Большой Микки скручивает еще цигарку, пальцы ловкие, губами за красный шнурок придерживает кисет с «Булл-Дурэм». Когда Большой Микки прикурит, Род, надо полагать, уже будет наслаждаться морепродуктами, этим гребаным рыбным обедом. Потрясающе тихо рассмеявшись, Большой Микки злобно пинает Рода в голень, дабы подчеркнуть свои слова. Род берет крабика, пацаны таращатся, Большой Микки зажигает спичку о ноготь и приторно лыбится.
Уже не впервые Род подозревает, что никакого Бога нет. Такого, что любил бы Рода, — нет. Хотя у Большого Микки, у бабули Бог есть.
Двенадцать
Бабулины десерты Род ненавидит, как и большую часть того, что она порой называет закусками.

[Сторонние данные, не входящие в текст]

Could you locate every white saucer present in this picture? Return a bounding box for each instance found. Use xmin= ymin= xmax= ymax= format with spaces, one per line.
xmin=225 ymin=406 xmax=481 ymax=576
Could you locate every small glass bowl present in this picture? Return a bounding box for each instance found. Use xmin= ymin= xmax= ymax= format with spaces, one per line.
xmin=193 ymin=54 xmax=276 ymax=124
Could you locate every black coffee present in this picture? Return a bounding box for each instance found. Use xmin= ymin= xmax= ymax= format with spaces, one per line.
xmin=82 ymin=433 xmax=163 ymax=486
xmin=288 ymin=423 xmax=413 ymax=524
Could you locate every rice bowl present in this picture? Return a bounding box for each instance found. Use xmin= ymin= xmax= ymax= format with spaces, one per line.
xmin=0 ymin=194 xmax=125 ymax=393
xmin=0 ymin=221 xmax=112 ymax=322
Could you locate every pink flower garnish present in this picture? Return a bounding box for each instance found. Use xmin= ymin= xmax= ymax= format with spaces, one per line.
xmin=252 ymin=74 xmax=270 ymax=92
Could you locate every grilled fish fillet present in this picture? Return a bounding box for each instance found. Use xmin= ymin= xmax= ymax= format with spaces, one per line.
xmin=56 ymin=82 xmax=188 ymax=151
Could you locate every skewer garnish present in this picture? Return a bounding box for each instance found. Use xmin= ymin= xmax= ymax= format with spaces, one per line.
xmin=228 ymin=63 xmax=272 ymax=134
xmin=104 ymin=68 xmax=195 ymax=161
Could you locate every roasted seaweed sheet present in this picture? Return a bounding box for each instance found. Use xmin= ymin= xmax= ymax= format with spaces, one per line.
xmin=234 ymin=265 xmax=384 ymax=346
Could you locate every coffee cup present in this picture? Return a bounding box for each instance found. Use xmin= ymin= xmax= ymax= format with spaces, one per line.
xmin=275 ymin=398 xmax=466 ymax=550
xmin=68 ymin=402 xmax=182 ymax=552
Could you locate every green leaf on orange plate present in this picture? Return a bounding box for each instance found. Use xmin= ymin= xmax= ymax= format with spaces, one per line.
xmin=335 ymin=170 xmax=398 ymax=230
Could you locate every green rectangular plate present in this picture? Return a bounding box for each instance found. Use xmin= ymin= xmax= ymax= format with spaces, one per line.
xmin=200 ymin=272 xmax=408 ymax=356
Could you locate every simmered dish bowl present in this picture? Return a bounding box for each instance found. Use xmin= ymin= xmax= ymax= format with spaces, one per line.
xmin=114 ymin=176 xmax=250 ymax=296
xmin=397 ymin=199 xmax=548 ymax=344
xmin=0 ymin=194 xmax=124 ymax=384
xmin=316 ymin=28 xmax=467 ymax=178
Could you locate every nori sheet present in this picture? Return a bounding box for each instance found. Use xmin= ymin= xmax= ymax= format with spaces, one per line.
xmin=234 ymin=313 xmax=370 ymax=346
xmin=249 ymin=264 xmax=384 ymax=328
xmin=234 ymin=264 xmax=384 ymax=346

Бабулины десерты — сахарное печенье, бабуля заставляет мать покупать его в «Вулворте», Роду кажется — целыми тоннами. Бабулин десерт — несвежее миндальное печенье; черствое шотландское песочное печенье; желе, что через два дня покрывается толстой резиновой коркой; рисовый или хлебный пудинг, где так мало изюма, корицы и сахара, что о них и говорить не стоит.

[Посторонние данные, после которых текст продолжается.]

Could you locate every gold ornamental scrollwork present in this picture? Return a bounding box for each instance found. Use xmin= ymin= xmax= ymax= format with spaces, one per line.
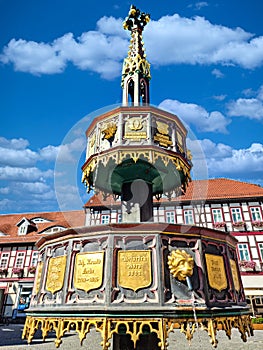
xmin=205 ymin=254 xmax=227 ymax=292
xmin=74 ymin=251 xmax=104 ymax=292
xmin=230 ymin=259 xmax=240 ymax=291
xmin=33 ymin=261 xmax=43 ymax=295
xmin=118 ymin=250 xmax=152 ymax=292
xmin=101 ymin=123 xmax=117 ymax=140
xmin=168 ymin=249 xmax=194 ymax=281
xmin=46 ymin=255 xmax=67 ymax=294
xmin=124 ymin=117 xmax=147 ymax=141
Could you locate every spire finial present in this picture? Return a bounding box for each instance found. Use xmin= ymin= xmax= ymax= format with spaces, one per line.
xmin=121 ymin=5 xmax=151 ymax=106
xmin=123 ymin=5 xmax=150 ymax=31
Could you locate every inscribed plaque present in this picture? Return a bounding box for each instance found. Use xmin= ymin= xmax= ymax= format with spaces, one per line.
xmin=230 ymin=259 xmax=240 ymax=291
xmin=46 ymin=255 xmax=67 ymax=294
xmin=74 ymin=251 xmax=104 ymax=292
xmin=34 ymin=262 xmax=43 ymax=295
xmin=205 ymin=254 xmax=227 ymax=292
xmin=118 ymin=250 xmax=152 ymax=291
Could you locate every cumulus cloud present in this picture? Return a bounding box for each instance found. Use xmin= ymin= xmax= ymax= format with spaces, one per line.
xmin=159 ymin=99 xmax=230 ymax=133
xmin=0 ymin=137 xmax=29 ymax=149
xmin=212 ymin=68 xmax=224 ymax=79
xmin=0 ymin=13 xmax=263 ymax=79
xmin=227 ymin=85 xmax=263 ymax=120
xmin=191 ymin=139 xmax=263 ymax=179
xmin=0 ymin=166 xmax=53 ymax=182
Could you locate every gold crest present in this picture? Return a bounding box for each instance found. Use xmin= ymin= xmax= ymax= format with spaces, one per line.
xmin=46 ymin=255 xmax=67 ymax=294
xmin=118 ymin=250 xmax=152 ymax=292
xmin=74 ymin=251 xmax=104 ymax=292
xmin=33 ymin=261 xmax=43 ymax=295
xmin=101 ymin=123 xmax=117 ymax=140
xmin=128 ymin=118 xmax=143 ymax=131
xmin=230 ymin=259 xmax=240 ymax=291
xmin=205 ymin=254 xmax=227 ymax=292
xmin=156 ymin=120 xmax=169 ymax=135
xmin=168 ymin=249 xmax=194 ymax=281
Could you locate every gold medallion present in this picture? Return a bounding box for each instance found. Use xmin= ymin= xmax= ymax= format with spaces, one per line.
xmin=46 ymin=255 xmax=67 ymax=294
xmin=118 ymin=250 xmax=152 ymax=292
xmin=205 ymin=254 xmax=227 ymax=292
xmin=230 ymin=259 xmax=240 ymax=291
xmin=33 ymin=261 xmax=43 ymax=295
xmin=74 ymin=251 xmax=104 ymax=292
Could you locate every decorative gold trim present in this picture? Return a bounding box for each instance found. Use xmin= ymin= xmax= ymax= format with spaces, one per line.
xmin=168 ymin=249 xmax=194 ymax=281
xmin=22 ymin=315 xmax=253 ymax=350
xmin=46 ymin=255 xmax=67 ymax=294
xmin=118 ymin=250 xmax=152 ymax=292
xmin=74 ymin=251 xmax=104 ymax=292
xmin=205 ymin=254 xmax=227 ymax=292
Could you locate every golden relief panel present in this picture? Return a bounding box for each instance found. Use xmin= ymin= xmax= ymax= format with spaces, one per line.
xmin=230 ymin=259 xmax=240 ymax=291
xmin=74 ymin=251 xmax=104 ymax=292
xmin=124 ymin=117 xmax=147 ymax=141
xmin=153 ymin=120 xmax=173 ymax=148
xmin=46 ymin=255 xmax=67 ymax=294
xmin=118 ymin=250 xmax=152 ymax=292
xmin=205 ymin=254 xmax=227 ymax=292
xmin=33 ymin=262 xmax=43 ymax=295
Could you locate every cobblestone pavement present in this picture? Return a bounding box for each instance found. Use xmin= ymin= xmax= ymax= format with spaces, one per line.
xmin=0 ymin=324 xmax=263 ymax=350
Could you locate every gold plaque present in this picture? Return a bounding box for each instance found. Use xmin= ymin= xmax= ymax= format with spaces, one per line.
xmin=205 ymin=254 xmax=227 ymax=292
xmin=46 ymin=255 xmax=67 ymax=294
xmin=153 ymin=121 xmax=173 ymax=148
xmin=33 ymin=262 xmax=43 ymax=295
xmin=74 ymin=251 xmax=104 ymax=292
xmin=118 ymin=250 xmax=152 ymax=292
xmin=230 ymin=259 xmax=240 ymax=291
xmin=156 ymin=120 xmax=169 ymax=135
xmin=124 ymin=117 xmax=147 ymax=141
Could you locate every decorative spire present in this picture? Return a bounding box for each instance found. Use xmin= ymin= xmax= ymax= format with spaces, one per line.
xmin=121 ymin=5 xmax=151 ymax=106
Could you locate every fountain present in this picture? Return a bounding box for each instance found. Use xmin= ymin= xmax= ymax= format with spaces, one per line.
xmin=23 ymin=6 xmax=252 ymax=350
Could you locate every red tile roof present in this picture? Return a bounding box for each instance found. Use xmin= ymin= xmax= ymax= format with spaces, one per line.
xmin=85 ymin=178 xmax=263 ymax=208
xmin=0 ymin=210 xmax=85 ymax=243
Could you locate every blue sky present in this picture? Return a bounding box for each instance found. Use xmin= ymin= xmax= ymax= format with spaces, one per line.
xmin=0 ymin=0 xmax=263 ymax=213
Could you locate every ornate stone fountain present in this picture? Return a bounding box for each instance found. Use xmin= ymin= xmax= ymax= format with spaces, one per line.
xmin=23 ymin=6 xmax=252 ymax=350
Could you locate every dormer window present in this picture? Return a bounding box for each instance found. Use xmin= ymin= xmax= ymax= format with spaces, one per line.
xmin=18 ymin=224 xmax=27 ymax=235
xmin=31 ymin=217 xmax=52 ymax=224
xmin=16 ymin=218 xmax=37 ymax=235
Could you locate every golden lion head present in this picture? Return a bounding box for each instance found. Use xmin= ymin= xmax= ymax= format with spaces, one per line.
xmin=168 ymin=249 xmax=194 ymax=281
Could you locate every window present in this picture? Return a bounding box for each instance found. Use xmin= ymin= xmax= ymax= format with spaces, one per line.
xmin=117 ymin=214 xmax=122 ymax=222
xmin=250 ymin=207 xmax=262 ymax=221
xmin=0 ymin=253 xmax=10 ymax=269
xmin=30 ymin=252 xmax=38 ymax=266
xmin=14 ymin=252 xmax=25 ymax=268
xmin=258 ymin=243 xmax=263 ymax=261
xmin=237 ymin=243 xmax=250 ymax=261
xmin=212 ymin=208 xmax=224 ymax=223
xmin=19 ymin=225 xmax=27 ymax=235
xmin=231 ymin=208 xmax=243 ymax=222
xmin=100 ymin=214 xmax=110 ymax=224
xmin=165 ymin=211 xmax=175 ymax=224
xmin=184 ymin=209 xmax=194 ymax=225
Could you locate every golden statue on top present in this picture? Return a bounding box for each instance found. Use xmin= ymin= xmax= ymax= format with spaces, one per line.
xmin=123 ymin=5 xmax=150 ymax=31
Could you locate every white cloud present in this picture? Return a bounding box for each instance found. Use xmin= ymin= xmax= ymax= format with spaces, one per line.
xmin=0 ymin=147 xmax=38 ymax=167
xmin=159 ymin=99 xmax=230 ymax=133
xmin=0 ymin=13 xmax=263 ymax=79
xmin=227 ymin=85 xmax=263 ymax=120
xmin=0 ymin=137 xmax=29 ymax=149
xmin=213 ymin=95 xmax=226 ymax=101
xmin=0 ymin=166 xmax=53 ymax=182
xmin=212 ymin=68 xmax=224 ymax=79
xmin=0 ymin=187 xmax=10 ymax=194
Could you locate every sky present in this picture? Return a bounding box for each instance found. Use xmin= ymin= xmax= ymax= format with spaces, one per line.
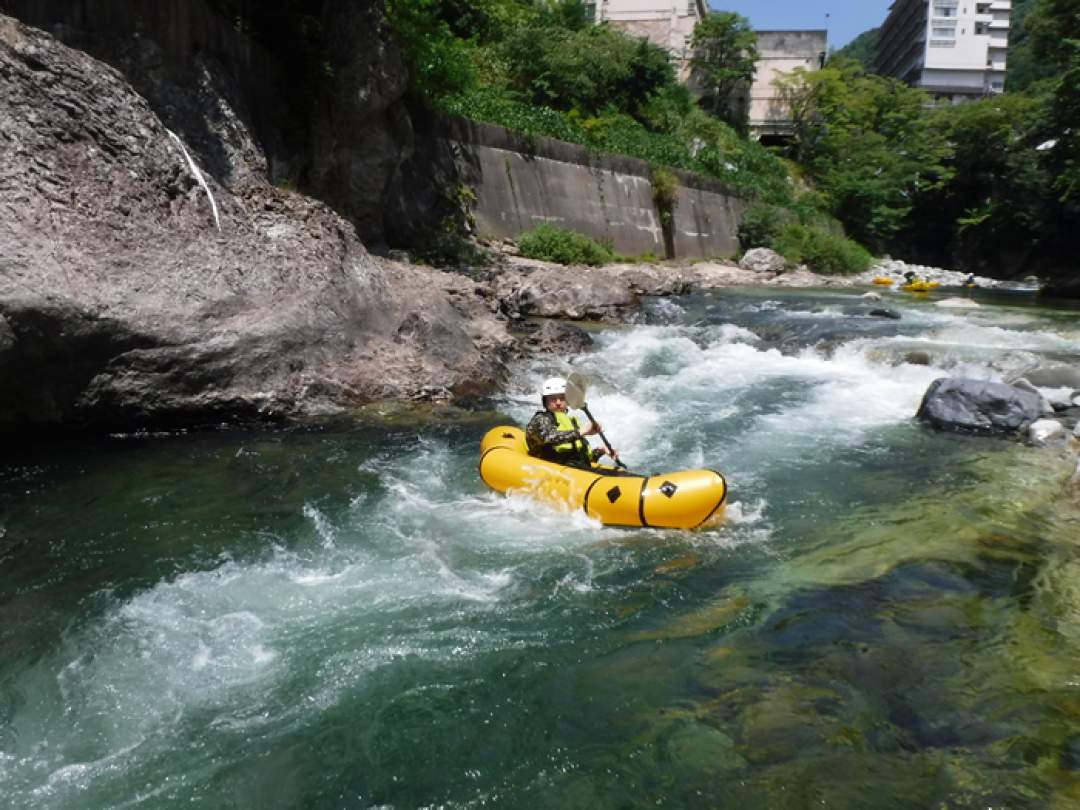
xmin=710 ymin=0 xmax=893 ymax=50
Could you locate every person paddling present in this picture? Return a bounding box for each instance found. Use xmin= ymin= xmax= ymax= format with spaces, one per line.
xmin=525 ymin=377 xmax=619 ymax=470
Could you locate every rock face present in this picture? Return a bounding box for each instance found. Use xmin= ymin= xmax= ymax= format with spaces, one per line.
xmin=0 ymin=0 xmax=442 ymax=244
xmin=0 ymin=16 xmax=510 ymax=434
xmin=916 ymin=377 xmax=1043 ymax=433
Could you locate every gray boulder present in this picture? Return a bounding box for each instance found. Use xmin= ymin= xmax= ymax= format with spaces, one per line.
xmin=514 ymin=321 xmax=593 ymax=356
xmin=916 ymin=377 xmax=1042 ymax=433
xmin=739 ymin=247 xmax=787 ymax=273
xmin=492 ymin=262 xmax=638 ymax=321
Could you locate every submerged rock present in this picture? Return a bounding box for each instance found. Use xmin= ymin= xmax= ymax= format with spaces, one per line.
xmin=934 ymin=298 xmax=980 ymax=309
xmin=916 ymin=377 xmax=1043 ymax=433
xmin=868 ymin=308 xmax=900 ymax=321
xmin=1027 ymin=419 xmax=1065 ymax=445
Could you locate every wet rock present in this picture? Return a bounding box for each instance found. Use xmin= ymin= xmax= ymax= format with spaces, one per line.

Сахарное, миндальное и песочное печенье сделано из песка, гравия, грязи, гальки, золы и битого стекла. Желе — не что иное, как подслащенный зельц, покрашенный в кричащий зеленый, красный, оранжевый и отвратительный бледно-желтый, похожий на мочу. Рисовый пудинг, понятное дело, варится из кучи белых тараканов, а хлебный — из какой-то слизи, которой и названия-то нет.

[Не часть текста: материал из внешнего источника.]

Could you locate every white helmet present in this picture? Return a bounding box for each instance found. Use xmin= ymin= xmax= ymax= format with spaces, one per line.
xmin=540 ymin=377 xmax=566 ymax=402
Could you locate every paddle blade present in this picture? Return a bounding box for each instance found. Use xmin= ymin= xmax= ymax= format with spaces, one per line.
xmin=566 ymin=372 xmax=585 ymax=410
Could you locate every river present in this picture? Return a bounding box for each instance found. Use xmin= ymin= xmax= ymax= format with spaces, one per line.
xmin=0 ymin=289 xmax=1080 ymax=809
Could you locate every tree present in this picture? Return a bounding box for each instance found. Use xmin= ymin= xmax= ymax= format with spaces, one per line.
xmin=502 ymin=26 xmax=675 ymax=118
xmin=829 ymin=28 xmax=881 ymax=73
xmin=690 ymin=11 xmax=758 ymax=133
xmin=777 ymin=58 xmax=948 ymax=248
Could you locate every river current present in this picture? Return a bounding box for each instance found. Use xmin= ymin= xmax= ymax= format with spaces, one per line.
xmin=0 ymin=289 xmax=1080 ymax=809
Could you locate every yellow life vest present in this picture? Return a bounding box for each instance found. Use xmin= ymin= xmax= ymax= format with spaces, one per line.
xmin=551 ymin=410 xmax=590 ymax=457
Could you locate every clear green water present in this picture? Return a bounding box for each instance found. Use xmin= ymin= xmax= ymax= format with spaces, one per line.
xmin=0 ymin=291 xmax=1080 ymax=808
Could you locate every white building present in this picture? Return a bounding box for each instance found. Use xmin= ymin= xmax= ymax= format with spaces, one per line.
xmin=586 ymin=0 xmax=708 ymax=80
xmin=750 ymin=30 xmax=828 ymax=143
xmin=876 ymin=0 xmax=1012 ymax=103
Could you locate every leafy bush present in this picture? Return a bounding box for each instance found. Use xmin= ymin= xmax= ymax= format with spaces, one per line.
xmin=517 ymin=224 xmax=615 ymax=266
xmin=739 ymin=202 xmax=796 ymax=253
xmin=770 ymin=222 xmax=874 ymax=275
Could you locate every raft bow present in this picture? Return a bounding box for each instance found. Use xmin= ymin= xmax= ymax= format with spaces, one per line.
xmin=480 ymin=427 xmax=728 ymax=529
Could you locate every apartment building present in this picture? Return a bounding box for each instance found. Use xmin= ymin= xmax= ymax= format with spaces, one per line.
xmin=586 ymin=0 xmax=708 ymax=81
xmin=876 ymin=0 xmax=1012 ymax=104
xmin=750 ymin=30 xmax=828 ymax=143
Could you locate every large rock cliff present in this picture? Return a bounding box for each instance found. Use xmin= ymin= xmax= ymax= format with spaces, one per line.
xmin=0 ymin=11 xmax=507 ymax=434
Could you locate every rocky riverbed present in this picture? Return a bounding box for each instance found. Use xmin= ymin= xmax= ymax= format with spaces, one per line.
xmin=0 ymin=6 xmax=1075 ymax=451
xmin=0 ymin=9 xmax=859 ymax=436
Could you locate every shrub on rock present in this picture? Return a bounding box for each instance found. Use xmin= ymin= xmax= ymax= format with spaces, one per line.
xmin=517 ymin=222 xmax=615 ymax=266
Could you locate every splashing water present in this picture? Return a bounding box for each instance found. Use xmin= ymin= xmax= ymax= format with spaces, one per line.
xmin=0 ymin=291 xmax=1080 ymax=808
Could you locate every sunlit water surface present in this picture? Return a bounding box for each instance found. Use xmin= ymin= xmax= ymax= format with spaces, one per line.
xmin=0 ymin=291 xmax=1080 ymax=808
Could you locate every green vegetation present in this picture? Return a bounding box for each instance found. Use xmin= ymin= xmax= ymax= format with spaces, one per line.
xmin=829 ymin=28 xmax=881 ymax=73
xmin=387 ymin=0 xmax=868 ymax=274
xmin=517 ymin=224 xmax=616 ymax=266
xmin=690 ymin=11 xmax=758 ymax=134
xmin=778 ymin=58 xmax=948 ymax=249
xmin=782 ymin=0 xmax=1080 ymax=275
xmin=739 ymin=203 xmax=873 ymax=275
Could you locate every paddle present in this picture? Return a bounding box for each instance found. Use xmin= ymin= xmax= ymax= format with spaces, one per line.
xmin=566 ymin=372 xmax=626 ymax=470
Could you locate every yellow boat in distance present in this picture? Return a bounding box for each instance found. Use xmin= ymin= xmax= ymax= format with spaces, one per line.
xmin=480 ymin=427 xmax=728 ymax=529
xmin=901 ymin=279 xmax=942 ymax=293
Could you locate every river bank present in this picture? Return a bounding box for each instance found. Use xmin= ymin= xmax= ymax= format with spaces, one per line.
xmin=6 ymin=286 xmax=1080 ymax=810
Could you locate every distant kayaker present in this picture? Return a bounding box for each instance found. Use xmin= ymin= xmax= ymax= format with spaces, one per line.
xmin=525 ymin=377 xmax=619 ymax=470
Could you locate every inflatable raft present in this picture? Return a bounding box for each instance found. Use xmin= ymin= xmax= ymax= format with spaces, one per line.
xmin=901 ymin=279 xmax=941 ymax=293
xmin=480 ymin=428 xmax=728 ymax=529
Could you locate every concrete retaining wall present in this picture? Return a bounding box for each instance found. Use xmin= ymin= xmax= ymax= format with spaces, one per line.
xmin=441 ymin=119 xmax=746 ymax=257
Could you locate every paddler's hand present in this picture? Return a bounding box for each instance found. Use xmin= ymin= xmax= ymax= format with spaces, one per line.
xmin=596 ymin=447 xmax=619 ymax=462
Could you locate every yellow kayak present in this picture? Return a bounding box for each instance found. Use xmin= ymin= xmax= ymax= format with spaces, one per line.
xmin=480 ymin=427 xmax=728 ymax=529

В крайне редких случаях Род вроде как негативно оценивает тот или иной десерт, особенно если десерт черствеет от старости. На эти замечания, пусть беспредельно кроткие, бабуля неизменно отвечает тирадами о губительной нищете и работном доме, рассказами о нищей молодости, когда целую неделю она в рот ничего не брала, кроме жареной банановой кожуры, перечислением героических трудовых подвигов, что совершает дедушка, дабы заработать денег хоть на какую-то еду вообще, скрытыми и прозрачными намеками на чертову благотворительность в отношении Рода и его матери, рассуждениями о том, чем бы они перебивались, окажись, не дай бог, на улице, необязательными отступлениями касательно отца-лодыря и его шлюхи, которую отец смеет выдавать за жену, помилуй, господи, сукиного сына! а также обращениями непосредственно к Иисусу, богоматери или святому семейству с просьбой смилостивиться и простить неблагодарность, а равно и бесстыдство.
Роду ничего не остается, только вечно есть десерт.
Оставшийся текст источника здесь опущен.